Die Eurozone durchlebt derzeit die schwersten Zeiten seit ihrer Gründung. Dennoch ist ihr vermeintlich drohendes Ende völlig unwahrscheinlich. Allerdings gilt es, einen für alle Länder äußerst schmerzhaften Zahlungsausfall großer Euroländer zu vermeiden. Und langfristig bedarf es grundlegender Reformen in praktisch allen Euroländern. Diese Reformen, ob zur Vermeidung eines Zahlungsausfalls oder als gerade noch rechtzeitige Maßnahme zur nachhaltigen Gesundung, wurden beim letzten EU-Gipfel eingeleitet.

Trotz teilweise problematischer Staatsfinanzen ist die Eurozone in Summe in vergleichsweise guter fiskalischer Verfassung. Die Staatsverschuldung 2011 liegt zwar mit 88 Prozent des BIP deutlich über der Maastricht-Grenze von 60 Prozent. Im Vergleich zu anderen Währungsräumen wie den USA (100 Prozent) oder Japan (233 Prozent) ist sie aber noch niedrig. Beim laufenden Budgetdefizit fällt der Vergleich sogar noch vorteilhafter aus: Das der Eurozone liegt 2011 bei 4,1 Prozent des BIP, gegenüber 9,3 Prozent in den USA und 10,3 Prozent in Japan. Leider kann die insgesamt gute Position der Eurozone über gravierende Schwächen und Finanzierungsprobleme einzelner Länder nicht hinwegtäuschen. Deshalb bestimmt dieses Thema unsere Diskussionen.

Im Bekanntenkreis werde ich regelmäßig gefragt, wie man denn jetzt sein Erspartes anlegen sollte. Meine Antwort lautet, dass es am besten ist, das Geld am Konto zu belassen und auf stabilere Zeiten zu warten. Denn die folgenden Argumente sprechen klar gegen die kursierenden Szenarien vom Ende des Euro und dem Beginn hoher Inflationsraten.

1. Eine Umschuldung eines Eurolandes gefährdet nicht den Wert des Euro.
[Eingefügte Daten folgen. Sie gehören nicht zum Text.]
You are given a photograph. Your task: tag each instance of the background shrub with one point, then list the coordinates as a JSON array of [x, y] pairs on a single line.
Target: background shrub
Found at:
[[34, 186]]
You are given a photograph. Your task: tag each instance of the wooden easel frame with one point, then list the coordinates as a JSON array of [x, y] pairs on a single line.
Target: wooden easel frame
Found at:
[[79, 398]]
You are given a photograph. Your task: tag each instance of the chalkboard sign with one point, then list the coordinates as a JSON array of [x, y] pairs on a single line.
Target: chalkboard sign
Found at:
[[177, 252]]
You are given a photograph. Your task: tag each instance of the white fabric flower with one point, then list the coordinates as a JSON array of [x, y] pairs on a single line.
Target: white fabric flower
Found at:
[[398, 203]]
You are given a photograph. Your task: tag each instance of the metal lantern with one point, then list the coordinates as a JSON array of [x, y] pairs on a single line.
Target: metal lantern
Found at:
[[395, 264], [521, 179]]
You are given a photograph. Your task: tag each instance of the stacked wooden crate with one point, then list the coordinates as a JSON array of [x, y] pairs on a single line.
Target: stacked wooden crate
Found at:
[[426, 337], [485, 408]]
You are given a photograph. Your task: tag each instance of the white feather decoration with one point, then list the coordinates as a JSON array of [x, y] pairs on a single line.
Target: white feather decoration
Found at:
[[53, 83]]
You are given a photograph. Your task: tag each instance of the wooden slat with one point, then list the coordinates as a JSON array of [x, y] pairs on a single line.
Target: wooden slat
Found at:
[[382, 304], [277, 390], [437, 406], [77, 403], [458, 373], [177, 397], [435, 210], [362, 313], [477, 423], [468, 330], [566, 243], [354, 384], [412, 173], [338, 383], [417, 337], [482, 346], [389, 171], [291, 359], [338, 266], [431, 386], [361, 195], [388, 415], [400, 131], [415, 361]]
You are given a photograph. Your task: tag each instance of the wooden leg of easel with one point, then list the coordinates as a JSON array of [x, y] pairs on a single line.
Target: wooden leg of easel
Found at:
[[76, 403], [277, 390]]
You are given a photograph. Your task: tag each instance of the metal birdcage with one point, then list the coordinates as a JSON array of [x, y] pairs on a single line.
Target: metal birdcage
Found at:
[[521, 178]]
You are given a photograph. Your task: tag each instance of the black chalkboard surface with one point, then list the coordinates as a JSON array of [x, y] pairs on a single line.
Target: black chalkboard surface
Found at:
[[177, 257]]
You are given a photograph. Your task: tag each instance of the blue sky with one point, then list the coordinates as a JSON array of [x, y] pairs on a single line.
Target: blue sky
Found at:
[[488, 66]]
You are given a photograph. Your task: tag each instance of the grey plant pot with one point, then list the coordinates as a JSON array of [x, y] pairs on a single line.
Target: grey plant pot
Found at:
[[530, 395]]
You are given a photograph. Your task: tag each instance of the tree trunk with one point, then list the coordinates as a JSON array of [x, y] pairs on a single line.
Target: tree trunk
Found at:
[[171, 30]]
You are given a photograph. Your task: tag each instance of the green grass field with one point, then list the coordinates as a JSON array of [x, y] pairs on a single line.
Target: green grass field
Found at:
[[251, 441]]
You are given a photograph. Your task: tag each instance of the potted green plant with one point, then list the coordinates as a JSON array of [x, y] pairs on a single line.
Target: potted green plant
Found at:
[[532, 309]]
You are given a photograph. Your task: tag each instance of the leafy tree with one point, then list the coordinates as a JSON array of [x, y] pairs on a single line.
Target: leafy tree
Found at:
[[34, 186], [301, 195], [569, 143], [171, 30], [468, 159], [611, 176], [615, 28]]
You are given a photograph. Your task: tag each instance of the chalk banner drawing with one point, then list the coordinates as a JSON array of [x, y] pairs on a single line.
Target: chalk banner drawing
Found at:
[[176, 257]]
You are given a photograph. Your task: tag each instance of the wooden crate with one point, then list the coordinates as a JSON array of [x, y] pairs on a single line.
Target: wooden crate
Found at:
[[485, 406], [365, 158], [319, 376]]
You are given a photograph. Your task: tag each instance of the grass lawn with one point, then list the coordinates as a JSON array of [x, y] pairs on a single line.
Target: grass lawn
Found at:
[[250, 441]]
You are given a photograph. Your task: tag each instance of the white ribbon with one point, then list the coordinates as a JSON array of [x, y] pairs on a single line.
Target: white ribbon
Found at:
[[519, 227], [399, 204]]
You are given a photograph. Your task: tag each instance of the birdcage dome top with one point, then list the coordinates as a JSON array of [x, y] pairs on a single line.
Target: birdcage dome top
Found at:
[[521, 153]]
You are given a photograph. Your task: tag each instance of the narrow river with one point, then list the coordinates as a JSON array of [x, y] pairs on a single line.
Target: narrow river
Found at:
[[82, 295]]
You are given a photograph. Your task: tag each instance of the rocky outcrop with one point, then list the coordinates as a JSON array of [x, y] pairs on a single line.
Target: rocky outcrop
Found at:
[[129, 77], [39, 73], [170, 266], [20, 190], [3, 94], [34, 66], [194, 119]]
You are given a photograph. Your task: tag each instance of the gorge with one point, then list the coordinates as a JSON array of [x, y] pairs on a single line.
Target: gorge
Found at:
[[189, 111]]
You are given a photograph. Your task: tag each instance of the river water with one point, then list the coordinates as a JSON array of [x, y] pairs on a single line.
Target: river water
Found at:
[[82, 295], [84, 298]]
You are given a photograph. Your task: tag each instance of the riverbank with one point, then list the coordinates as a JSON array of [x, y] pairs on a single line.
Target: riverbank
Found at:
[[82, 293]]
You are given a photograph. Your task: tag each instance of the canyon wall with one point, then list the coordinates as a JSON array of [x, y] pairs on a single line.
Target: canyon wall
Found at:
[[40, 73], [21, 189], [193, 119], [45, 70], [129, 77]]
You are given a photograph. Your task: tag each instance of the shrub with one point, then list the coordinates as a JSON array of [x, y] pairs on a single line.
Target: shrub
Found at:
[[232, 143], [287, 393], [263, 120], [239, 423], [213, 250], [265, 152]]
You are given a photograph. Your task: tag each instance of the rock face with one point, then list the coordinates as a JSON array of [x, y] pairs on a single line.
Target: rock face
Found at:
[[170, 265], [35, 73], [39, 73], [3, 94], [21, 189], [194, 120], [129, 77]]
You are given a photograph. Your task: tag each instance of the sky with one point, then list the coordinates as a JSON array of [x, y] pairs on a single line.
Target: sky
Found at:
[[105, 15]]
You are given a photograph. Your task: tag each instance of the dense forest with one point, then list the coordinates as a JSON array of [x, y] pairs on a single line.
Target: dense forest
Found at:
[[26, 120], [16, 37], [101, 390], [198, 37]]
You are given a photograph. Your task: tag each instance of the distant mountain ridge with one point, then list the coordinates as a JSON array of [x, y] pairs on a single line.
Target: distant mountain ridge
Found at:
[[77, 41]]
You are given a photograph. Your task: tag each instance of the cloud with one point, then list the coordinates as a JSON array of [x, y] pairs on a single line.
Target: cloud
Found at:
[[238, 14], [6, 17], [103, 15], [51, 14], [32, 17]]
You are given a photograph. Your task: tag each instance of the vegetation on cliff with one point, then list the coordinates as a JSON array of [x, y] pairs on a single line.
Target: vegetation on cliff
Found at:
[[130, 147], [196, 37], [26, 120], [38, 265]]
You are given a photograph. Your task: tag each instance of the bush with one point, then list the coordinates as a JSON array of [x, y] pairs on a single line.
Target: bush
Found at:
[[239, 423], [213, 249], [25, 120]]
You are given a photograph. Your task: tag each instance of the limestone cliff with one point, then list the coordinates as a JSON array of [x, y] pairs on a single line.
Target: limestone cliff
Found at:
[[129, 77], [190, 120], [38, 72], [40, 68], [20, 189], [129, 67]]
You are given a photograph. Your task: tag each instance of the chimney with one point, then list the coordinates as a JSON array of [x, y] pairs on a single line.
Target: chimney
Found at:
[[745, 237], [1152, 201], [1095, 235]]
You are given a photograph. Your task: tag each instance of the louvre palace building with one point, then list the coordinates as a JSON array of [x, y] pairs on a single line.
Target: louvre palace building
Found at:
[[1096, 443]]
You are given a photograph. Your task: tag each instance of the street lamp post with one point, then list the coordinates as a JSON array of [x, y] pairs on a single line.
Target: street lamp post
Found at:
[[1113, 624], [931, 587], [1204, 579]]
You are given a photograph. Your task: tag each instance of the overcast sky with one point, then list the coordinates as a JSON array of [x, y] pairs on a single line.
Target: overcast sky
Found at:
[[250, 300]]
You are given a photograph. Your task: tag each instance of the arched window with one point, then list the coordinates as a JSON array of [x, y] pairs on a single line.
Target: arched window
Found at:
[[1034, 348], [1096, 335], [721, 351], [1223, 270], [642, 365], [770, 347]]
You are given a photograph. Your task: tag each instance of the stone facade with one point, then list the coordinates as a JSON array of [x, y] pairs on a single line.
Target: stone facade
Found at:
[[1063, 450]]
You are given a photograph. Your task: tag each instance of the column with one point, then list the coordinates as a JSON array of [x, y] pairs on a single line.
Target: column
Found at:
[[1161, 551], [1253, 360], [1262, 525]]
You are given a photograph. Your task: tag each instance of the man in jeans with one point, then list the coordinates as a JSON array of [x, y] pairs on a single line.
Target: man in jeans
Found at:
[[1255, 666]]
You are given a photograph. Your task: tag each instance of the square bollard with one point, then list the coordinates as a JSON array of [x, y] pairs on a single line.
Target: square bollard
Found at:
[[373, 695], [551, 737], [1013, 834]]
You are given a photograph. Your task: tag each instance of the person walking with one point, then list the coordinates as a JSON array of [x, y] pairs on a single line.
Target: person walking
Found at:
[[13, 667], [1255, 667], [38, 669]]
Es stimmt zwar, dass historisch der Zahlungsausfall eines Landes oft auch zu einem massiven Wertverlust der jeweiligen Währung führte - üblicherweise, weil die Notenbank des Landes in einem verzweifelten Versuch, den Staatsbankrott abzuwenden, die Geldmenge gewaltig aufblähte. Für einzelne Länder der Eurozone ist dieser Weg allerdings versperrt. Nur die Eurozone als Ganzes könnte ihre Geldpolitik abändern. Das wäre zwar technisch möglich, ist aber politisch angesichts der starken Abneigung Deutschlands und anderer früherer Hartwährungsländer gegen hohe Inflationsraten sehr unwahrscheinlich. Käme es zum Zahlungsausfall eines Staates in der Eurozone (was meines Erachtens außer im Fall von Griechenland vermeidbar und deshalb unwahrscheinlich ist), wären die Auswirkungen für das Finanzsystem und die Realwirtschaft gravierend, nicht aber für die Preisstabilität. Eher im Gegenteil: Die folgende schwere Rezession und das schrumpfende Kreditwachstum würden den Deflationsdruck stark steigen lassen

2. Ein Auseinanderbrechen der Eurozone ist äußerst unwahrscheinlich.

Die zum Beispiel aus einem Austritt Deutschlands oder einer Aufteilung in Nord- und Südeuro resultierenden Kosten wären für alle Länder prohibitiv hoch, nicht nur aufgrund der starken Exportverflechtung innerhalb der Eurozone. Vor allem würde nach zwölf Jahren forcierter Integration des Euro-Finanzmarktes ein Auseinanderbrechen der Eurozone (samt den resultierenden Wechselkursverwerfungen) zu einer Pleitewelle von Staaten, Banken und Unternehmen und zu einer tiefen globalen Rezession führen. Dennoch könnten einzelne Länder langfristig die Eurozone verlassen, was bei den Verhandlungen über eine Anpassung der EU-Verträge berücksichtigt werden sollte. Andererseits könnten andere, stärkere Länder längerfristig zur Eurozone dazustoßen.

Richtige Strategie

3. Ein Zahlungsausfall eines größeren Eurolandes würde somit den Euro als Währung nicht gefährden.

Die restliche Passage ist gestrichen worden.